Rifamycins are a group of antibiotics that kill bacterial cells by inhibiting RNA polymerase. These antibiotics are widely used to treat tuberculosis, a disease that kills almost 2 million people worldwide each year. The structures of bacterial and eukaryotic RNA polymerases are sufficiently different that rifamycins inhibit bacterial RNA polymerases without interferring with eukaryotic RNA polymerases. Recent research has demonstrated that several rifamycins inibit RNA polymerase by binding to the part of the RNA polymerase that clamps on to DNA and jamming it, thus preventing the RNA polymerase from interacting with the promoter on the DNA.
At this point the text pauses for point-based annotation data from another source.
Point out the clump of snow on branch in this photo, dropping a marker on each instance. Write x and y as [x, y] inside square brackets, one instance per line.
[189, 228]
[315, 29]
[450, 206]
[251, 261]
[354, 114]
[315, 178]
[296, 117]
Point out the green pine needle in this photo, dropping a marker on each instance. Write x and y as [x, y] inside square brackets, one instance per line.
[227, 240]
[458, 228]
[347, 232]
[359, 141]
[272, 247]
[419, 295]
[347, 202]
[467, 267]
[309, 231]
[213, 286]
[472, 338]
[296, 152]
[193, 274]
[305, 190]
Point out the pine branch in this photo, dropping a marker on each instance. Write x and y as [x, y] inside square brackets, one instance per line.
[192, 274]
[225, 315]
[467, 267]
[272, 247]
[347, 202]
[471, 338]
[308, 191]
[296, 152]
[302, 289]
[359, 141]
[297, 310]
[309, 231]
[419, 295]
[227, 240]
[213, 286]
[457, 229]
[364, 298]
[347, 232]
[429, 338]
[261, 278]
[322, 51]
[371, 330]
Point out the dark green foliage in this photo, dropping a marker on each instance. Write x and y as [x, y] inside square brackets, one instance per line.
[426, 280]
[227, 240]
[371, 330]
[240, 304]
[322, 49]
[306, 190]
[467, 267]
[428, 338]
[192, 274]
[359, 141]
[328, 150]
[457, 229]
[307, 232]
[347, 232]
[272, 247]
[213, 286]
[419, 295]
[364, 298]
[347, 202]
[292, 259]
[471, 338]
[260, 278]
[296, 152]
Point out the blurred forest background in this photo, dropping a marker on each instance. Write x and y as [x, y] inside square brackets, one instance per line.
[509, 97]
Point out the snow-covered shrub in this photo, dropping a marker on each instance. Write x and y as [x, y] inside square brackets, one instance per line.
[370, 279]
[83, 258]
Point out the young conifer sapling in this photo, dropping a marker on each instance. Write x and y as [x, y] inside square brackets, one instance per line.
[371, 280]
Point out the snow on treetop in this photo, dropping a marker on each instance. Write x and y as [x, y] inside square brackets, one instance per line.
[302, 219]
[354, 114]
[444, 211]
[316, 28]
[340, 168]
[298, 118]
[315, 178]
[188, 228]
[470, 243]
Eukaryotic RNA Polymerases

Most eukaryotic cells possess three distinct types of RNA polymerase, each of which is responsible for transcribing a different class of RNA: RNA polymerase I transcribes rRNA; RNA polymerase II transcribes pre-mRNAs, snoRNAs, some miRNAs, and some snRNAs; and RNA polymerase III transcribes other small RNA molecules—specifically tRNAs, small rRNA, some miRNAs, and some snRNAs (Table 13.3). RNA polymerases I, II, and III are found in all eukaryotes. Two additional RNA polymerases, RNA polymerase IV and RNA polymerase V, have been found in plants. RNA polymerases IV and V transcribe RNAs that play a role in DNA methylation and chromatin structure.

All eukaryotic polymerases are large, multimeric enzymes, typically consisting of more than a dozen subunits. Some subunits are common to all RNA polymerases, whereas others are limited to one of the polymerases. As in bacterial cells, a number of accessory proteins bind to the core enzyme and affect its function.